Help in performing convolution

It's super easy (though a little abstact) to prove using the convolution theorem.
[tex] F\{a \ast b \} = F\{a\} \cdot F\{b\}[/tex]
The Fourier transform of cosine gives you the sum of two delta peaks at [itex]-\omega_0[/itex] and at [itex]\omega_0[/itex]. The Fourier transform of 1/x gives you a sgn-function. You multiply those two together and you get the difference of the delta peaks.

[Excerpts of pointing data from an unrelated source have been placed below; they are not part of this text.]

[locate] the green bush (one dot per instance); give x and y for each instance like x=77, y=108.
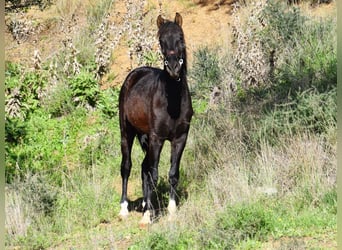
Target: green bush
x=205, y=72
x=85, y=89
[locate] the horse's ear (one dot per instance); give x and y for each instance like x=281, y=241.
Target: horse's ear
x=160, y=21
x=178, y=19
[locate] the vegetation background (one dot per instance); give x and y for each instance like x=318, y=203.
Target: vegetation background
x=259, y=168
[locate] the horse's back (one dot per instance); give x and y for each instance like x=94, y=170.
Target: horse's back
x=135, y=97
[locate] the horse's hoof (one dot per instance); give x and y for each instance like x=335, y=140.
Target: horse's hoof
x=172, y=209
x=124, y=210
x=145, y=221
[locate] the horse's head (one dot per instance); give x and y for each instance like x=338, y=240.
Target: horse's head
x=172, y=44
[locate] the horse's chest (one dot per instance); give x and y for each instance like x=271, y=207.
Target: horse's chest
x=170, y=121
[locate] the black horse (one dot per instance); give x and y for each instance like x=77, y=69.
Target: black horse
x=155, y=105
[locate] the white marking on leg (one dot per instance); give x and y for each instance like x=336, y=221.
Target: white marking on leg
x=124, y=210
x=146, y=219
x=172, y=208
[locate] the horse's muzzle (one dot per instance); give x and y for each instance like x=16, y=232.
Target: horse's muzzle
x=173, y=66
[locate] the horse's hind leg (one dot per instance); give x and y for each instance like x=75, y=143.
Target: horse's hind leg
x=127, y=137
x=149, y=176
x=177, y=147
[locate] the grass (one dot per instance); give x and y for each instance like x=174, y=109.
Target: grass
x=251, y=177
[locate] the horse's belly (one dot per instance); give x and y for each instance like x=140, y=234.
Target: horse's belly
x=137, y=116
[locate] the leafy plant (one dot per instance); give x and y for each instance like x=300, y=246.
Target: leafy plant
x=205, y=73
x=84, y=88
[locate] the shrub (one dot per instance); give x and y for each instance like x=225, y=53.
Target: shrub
x=84, y=88
x=205, y=72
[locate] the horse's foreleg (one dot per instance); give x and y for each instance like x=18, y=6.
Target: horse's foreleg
x=177, y=148
x=126, y=165
x=150, y=178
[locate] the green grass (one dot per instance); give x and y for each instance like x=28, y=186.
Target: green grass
x=63, y=154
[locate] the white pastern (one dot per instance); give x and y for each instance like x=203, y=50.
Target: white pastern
x=146, y=219
x=124, y=210
x=172, y=208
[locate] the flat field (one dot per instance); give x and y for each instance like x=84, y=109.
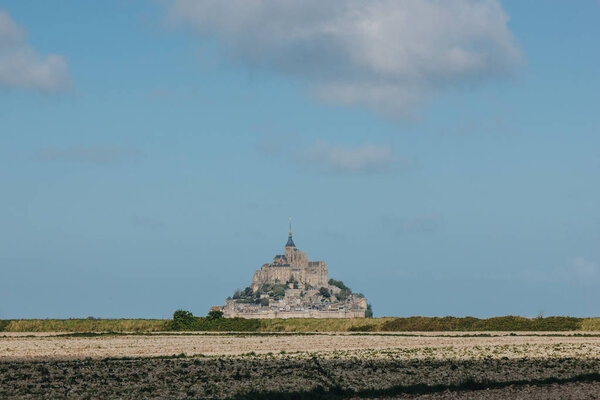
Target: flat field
x=300, y=365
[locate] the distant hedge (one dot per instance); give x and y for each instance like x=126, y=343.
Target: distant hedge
x=216, y=324
x=508, y=323
x=185, y=321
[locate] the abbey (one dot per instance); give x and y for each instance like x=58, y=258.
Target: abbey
x=291, y=286
x=292, y=266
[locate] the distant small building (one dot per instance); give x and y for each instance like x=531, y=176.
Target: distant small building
x=291, y=286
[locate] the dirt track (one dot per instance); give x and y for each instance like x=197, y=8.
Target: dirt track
x=325, y=366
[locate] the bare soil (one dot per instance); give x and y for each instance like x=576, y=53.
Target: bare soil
x=301, y=366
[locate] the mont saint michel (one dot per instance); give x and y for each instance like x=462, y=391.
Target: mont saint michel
x=292, y=286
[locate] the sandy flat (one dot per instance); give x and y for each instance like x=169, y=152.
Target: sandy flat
x=26, y=347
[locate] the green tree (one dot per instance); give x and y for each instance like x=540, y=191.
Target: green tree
x=215, y=314
x=183, y=319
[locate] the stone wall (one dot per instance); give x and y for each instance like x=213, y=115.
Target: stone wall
x=295, y=314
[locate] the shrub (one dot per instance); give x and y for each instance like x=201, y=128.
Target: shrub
x=3, y=324
x=182, y=320
x=324, y=292
x=215, y=314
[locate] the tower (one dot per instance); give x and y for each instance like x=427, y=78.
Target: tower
x=290, y=242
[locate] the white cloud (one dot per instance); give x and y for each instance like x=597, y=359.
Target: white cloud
x=21, y=66
x=387, y=55
x=366, y=158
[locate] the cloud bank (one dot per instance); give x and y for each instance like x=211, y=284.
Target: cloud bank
x=21, y=66
x=387, y=55
x=367, y=158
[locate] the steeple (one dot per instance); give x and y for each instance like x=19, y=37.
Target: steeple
x=290, y=242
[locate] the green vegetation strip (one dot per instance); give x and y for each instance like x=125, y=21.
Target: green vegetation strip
x=188, y=322
x=338, y=393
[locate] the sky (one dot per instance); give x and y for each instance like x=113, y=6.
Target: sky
x=443, y=157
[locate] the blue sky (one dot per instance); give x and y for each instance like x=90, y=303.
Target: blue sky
x=441, y=157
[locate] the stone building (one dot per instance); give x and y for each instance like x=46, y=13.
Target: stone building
x=291, y=286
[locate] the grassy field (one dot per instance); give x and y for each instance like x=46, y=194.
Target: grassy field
x=441, y=366
x=422, y=324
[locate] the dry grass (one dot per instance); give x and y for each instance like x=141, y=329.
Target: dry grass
x=85, y=325
x=345, y=366
x=591, y=324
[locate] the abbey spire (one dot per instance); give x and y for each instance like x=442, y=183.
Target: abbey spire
x=290, y=242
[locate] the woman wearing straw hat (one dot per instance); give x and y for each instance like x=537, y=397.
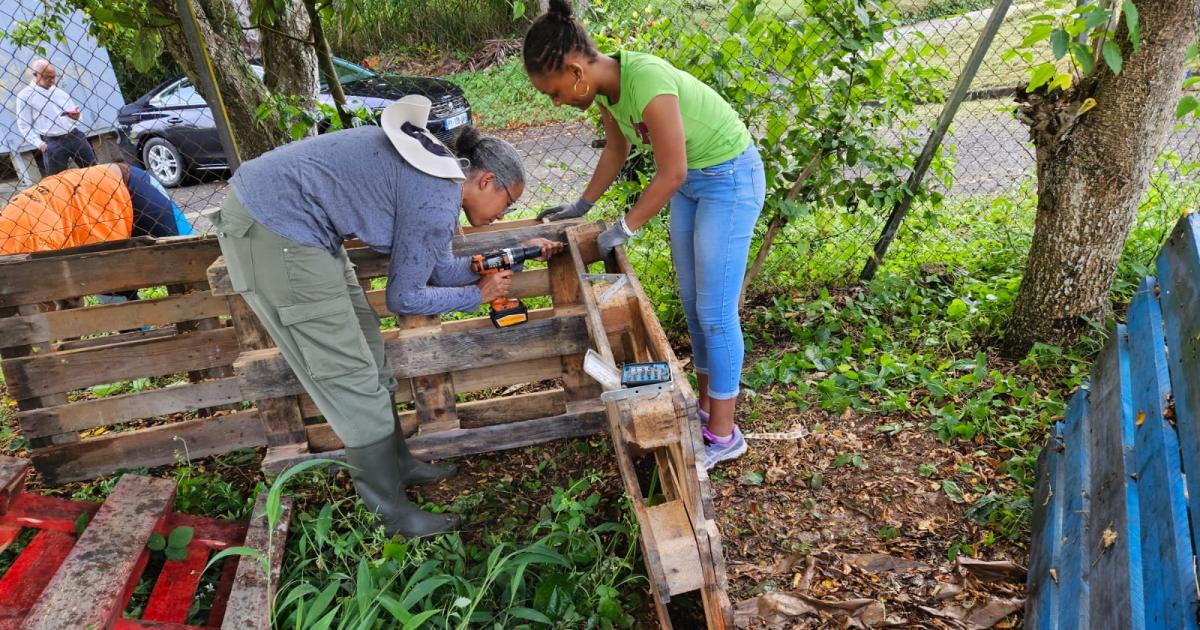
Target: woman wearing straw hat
x=399, y=191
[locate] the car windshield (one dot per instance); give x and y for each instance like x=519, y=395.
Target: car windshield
x=347, y=72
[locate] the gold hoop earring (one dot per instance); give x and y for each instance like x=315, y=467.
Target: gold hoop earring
x=576, y=88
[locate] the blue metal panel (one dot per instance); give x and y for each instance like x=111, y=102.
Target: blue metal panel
x=85, y=72
x=1168, y=570
x=1073, y=569
x=1114, y=529
x=1179, y=279
x=1042, y=585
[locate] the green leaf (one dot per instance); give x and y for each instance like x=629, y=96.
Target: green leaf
x=275, y=497
x=1132, y=22
x=82, y=522
x=957, y=309
x=1111, y=53
x=423, y=589
x=1187, y=105
x=1083, y=55
x=1059, y=42
x=1042, y=73
x=180, y=537
x=251, y=552
x=1037, y=34
x=419, y=619
x=1096, y=18
x=953, y=491
x=529, y=615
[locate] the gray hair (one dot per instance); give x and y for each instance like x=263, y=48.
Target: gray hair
x=490, y=155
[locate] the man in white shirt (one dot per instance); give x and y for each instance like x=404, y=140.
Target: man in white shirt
x=47, y=118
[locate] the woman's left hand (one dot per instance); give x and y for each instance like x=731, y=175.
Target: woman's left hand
x=549, y=247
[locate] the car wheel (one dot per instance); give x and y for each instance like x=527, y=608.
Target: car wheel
x=163, y=161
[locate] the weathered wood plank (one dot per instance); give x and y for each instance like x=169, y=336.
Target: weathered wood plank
x=115, y=409
x=1042, y=581
x=1115, y=562
x=88, y=591
x=1074, y=568
x=106, y=318
x=1179, y=279
x=60, y=372
x=474, y=414
x=265, y=375
x=11, y=373
x=281, y=417
x=175, y=588
x=250, y=601
x=677, y=546
x=585, y=420
x=29, y=575
x=12, y=479
x=1168, y=571
x=71, y=276
x=150, y=447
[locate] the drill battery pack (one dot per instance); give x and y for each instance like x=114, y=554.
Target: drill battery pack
x=513, y=315
x=637, y=375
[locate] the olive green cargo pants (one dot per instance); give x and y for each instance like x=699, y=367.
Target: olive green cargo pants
x=311, y=304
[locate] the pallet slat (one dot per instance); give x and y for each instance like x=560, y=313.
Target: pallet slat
x=1168, y=571
x=265, y=375
x=250, y=601
x=150, y=447
x=88, y=591
x=172, y=595
x=39, y=280
x=1114, y=526
x=106, y=318
x=1179, y=277
x=60, y=372
x=96, y=413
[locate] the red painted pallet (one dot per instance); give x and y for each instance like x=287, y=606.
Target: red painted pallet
x=61, y=580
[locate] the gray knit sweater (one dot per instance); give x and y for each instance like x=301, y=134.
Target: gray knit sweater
x=353, y=184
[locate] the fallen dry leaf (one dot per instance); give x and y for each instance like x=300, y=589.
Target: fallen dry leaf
x=991, y=571
x=1110, y=538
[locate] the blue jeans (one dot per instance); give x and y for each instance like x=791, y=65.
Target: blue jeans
x=712, y=222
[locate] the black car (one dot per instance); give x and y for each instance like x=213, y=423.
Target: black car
x=171, y=129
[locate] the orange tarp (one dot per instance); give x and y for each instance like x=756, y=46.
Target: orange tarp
x=73, y=208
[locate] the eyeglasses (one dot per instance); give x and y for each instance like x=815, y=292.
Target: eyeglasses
x=513, y=202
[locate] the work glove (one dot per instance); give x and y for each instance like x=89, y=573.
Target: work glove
x=571, y=210
x=611, y=238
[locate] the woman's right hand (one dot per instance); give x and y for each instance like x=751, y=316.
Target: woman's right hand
x=495, y=286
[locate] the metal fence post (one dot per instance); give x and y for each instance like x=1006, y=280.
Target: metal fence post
x=935, y=138
x=205, y=72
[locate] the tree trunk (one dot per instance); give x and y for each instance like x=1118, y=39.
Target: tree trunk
x=288, y=58
x=1093, y=171
x=241, y=90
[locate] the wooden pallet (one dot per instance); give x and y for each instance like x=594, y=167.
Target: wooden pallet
x=1116, y=519
x=63, y=580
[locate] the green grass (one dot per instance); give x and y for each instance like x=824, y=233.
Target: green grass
x=502, y=97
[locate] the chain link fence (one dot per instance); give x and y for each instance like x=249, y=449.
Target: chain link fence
x=169, y=131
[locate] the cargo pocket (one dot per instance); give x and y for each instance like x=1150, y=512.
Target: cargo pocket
x=328, y=336
x=232, y=228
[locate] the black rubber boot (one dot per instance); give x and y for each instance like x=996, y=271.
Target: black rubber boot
x=377, y=478
x=414, y=472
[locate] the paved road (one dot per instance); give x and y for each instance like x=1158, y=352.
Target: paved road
x=991, y=153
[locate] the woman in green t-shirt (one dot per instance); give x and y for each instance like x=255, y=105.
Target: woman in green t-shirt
x=708, y=168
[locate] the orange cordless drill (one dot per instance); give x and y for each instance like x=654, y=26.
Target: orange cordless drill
x=505, y=312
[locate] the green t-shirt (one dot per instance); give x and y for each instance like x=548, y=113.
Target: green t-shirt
x=712, y=130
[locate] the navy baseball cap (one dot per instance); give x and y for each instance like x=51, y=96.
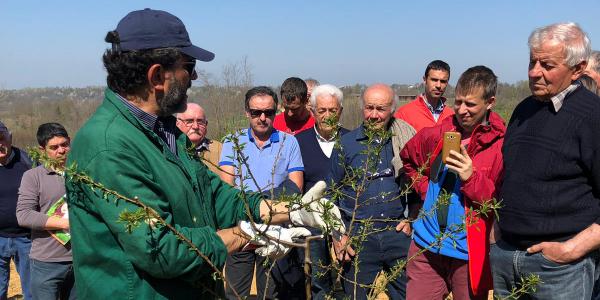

You inverse Fourier transform that and you get the sine.

You might as well compute the convolution directly, but I'm still thinking about how to carry out the integration.

If you want a rational argument, keep in mind that the convolution measures the two signals correlation where the argument of the convoluted function is the phase difference of your two input functions.

 

Okay, the sign is pretty simple. You know that the delta function is zero except for one certain point, right? So there is actually a very simple relation.
[tex] \delta(x-x_0) sgn(x) = \delta(x-x_0), x_0>0[/tex]
[tex] \delta(x-x_0) sgn(x) = -\delta(x-x_0), x_0<0[/tex]
I think you can figure that out by yourself.
About the factors... I'll look into it and come back to you, okay?
Btw: I think I figured out a way to do the convolution integral directly through contour integration. Do you wanna know that or are you happy with the convolution theorem?

 

It looks like they missed a factor in the exercise sheet.